Il a répondu : Tu sais que si l’expansion économique de la Chine continuait à progresser au rythme actuel, elle saignerait sérieusement l’économie américaine et que si « la nouvelle route de la soie » était achevée, elle pourrait défaire la relation de l’Union européenne avec l’Amérique; autrement dit, tout ce que l’Amérique a échafaudé depuis la fin de la Seconde Guerre mondiale serait anéanti. D’où la décision américaine de boucler toutes les routes commerciales, les ports, les zones de transit des marchandises et des hydrocarbures, etc., en plus de déclencher une guerre d’usure interne et externe contre la Chine. Autant d’objectifs qui nécessitent le transfert de la puissance militaire américaine de la région du Golfe vers la région du Pacifique, parallèlement à la promotion d’Israël au rang militaire de commandant en chef de la région, derrière le prétexte d’accords de « normalisation » pour la paix et la protection contre les ambitions iraniennes. En d’autres termes : l’Iran est l’intitulé de la manœuvre, tandis que la Chine en est la raison profonde.

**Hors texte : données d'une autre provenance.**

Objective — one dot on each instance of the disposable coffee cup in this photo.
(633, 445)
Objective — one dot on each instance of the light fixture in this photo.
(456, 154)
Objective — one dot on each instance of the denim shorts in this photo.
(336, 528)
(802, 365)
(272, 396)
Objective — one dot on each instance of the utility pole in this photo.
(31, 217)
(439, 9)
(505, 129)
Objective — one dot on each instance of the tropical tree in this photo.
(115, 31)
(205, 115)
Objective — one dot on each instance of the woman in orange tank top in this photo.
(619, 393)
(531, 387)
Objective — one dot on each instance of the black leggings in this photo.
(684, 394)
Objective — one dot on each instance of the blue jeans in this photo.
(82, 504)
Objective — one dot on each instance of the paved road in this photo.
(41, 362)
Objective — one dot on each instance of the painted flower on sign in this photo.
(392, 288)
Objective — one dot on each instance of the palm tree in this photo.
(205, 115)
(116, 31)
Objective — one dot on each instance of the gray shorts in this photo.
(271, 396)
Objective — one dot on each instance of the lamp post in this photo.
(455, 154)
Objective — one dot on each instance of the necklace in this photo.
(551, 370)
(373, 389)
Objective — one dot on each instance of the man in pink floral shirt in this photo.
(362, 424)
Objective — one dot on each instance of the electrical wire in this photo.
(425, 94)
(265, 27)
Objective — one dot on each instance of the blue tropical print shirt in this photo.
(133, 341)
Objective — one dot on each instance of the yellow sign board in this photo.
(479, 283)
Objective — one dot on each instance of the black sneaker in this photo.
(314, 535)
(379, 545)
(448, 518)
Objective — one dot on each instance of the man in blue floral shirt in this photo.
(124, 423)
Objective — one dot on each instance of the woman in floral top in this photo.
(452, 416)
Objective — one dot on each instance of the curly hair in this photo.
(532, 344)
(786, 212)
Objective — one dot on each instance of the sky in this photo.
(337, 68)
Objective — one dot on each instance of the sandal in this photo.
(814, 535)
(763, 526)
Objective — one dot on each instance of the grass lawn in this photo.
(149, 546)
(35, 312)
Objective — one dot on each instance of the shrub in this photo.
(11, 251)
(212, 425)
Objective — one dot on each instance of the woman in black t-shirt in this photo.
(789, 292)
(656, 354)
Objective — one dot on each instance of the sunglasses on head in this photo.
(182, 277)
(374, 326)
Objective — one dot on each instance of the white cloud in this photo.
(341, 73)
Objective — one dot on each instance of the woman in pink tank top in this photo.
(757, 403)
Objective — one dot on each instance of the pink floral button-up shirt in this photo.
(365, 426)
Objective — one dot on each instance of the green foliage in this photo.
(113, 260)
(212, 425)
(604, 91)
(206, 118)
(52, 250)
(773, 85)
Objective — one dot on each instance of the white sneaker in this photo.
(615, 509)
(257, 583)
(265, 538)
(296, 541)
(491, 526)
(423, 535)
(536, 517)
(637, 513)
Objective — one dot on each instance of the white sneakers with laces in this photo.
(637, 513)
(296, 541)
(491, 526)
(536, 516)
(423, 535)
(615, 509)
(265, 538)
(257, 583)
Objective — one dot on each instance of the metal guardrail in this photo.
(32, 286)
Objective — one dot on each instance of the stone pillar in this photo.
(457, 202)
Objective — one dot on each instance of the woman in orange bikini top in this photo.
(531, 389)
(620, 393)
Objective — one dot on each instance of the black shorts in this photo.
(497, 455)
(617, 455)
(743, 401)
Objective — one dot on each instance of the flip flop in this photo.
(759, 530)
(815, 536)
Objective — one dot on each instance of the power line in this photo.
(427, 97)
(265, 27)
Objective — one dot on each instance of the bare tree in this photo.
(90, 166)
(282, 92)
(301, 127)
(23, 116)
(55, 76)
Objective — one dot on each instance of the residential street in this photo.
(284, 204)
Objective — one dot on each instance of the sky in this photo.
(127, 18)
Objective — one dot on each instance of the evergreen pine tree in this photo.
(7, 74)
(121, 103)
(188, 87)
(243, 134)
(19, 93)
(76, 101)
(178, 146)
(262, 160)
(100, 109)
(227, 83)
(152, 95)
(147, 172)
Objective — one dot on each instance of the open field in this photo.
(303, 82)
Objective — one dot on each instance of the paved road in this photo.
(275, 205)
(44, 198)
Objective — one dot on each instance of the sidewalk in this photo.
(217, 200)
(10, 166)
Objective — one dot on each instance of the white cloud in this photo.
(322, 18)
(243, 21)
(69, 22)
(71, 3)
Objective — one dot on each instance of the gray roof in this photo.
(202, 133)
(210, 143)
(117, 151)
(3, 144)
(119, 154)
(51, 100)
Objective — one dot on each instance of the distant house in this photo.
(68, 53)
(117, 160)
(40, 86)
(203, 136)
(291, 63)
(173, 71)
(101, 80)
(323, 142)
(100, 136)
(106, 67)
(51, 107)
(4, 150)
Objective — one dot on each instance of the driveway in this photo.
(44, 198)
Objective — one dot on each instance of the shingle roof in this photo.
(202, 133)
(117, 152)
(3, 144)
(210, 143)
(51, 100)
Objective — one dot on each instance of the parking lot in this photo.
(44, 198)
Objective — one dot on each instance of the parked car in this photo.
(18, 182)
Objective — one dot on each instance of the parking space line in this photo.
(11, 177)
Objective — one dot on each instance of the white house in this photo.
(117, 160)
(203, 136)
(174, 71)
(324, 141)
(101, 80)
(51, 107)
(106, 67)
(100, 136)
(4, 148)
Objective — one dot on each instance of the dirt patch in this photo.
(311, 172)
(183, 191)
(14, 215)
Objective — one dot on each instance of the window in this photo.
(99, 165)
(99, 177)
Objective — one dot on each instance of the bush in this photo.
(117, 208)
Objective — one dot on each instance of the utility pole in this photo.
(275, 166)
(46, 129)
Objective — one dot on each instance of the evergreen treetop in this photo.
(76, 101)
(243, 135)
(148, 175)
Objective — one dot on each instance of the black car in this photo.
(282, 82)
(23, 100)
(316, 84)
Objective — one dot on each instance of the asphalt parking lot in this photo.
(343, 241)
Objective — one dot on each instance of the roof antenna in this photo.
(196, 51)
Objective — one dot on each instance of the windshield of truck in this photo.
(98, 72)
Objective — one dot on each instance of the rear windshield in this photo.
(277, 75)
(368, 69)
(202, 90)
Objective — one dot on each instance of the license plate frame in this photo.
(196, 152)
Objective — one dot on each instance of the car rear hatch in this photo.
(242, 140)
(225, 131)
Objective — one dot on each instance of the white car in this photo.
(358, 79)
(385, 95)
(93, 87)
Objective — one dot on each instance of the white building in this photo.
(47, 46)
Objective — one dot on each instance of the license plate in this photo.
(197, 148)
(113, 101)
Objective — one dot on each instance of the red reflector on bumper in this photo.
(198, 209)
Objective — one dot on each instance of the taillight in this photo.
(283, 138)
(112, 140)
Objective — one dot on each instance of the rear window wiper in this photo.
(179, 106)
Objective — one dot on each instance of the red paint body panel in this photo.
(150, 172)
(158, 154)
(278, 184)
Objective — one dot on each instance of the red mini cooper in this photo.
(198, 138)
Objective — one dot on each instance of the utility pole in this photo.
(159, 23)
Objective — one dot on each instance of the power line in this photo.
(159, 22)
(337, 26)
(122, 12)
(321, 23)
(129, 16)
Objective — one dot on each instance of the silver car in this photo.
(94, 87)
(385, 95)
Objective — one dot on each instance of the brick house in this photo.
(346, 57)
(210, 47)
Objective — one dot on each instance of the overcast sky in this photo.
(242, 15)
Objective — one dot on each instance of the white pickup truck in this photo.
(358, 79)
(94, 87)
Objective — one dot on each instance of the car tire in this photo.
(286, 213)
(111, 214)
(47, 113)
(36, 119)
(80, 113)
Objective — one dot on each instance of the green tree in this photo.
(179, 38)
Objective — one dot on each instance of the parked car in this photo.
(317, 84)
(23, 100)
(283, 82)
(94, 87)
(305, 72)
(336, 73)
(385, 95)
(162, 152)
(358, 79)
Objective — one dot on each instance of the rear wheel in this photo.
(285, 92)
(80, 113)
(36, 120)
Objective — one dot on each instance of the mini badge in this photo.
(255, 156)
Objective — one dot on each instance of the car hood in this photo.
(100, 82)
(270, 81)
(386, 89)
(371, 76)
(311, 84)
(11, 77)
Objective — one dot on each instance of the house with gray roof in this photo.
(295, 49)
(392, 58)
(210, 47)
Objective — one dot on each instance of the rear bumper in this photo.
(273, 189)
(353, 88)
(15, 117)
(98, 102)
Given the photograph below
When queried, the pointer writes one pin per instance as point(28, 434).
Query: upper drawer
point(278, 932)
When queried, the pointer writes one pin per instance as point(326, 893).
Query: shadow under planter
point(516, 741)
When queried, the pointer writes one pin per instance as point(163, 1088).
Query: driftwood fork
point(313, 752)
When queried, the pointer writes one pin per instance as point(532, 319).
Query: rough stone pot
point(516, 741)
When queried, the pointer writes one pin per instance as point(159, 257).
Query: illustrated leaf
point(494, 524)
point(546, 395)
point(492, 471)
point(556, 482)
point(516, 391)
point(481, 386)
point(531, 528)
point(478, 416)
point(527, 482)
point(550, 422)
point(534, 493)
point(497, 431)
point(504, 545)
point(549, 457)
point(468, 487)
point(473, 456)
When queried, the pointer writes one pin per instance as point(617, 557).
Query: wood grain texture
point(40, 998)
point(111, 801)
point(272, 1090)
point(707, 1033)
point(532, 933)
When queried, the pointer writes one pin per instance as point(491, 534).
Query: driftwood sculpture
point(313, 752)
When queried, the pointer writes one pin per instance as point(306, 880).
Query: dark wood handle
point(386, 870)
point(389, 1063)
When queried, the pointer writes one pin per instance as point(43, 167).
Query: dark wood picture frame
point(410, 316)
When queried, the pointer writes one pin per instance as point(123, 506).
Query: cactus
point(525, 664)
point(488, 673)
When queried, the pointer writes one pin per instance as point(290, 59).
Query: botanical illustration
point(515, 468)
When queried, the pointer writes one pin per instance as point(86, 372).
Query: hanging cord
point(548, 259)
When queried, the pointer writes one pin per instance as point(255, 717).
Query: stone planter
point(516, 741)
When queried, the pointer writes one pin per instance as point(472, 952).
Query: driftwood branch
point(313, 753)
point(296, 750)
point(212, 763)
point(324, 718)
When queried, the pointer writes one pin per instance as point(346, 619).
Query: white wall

Par ailleurs, tu as sans doute constaté à quelle vitesse avance le plan de nettoyage de la région, notamment au Liban, en Irak et en Syrie, avec Israël qui exécute le plan de l’État profond américain adopté par le Pentagone après avoir été avancé par Mike Pompeo alors qu’il dirigeait la Central Intelligence Agency [CIA]. Un plan qui visait la chute des deux « régimes » iranien et syrien et qui repose sur trois piliers principaux :
- Encerclement politique et élimination des personnalités ayant valeur de symbole national par les assassinats ou les forces opposées.
- Broyage économique par les sanctions et la destruction ainsi que l’assèchement des centres financiers en vue de la création d’un chaos qui sabote ces régimes de l’intérieur.
- Soutien des forces opposées, associé à une guerre d’usure secrète qui finirait par affecter les installations logistiques stratégiques.
Le tout, cher ami, avec la coopération des services du renseignement de pays arabes et de pays du Golfe.
Je lui ai demandé : À ton avis, quelles seraient les dispositions prises par l’Iran, la Russie ou la Chine pour faire face à ce plan ?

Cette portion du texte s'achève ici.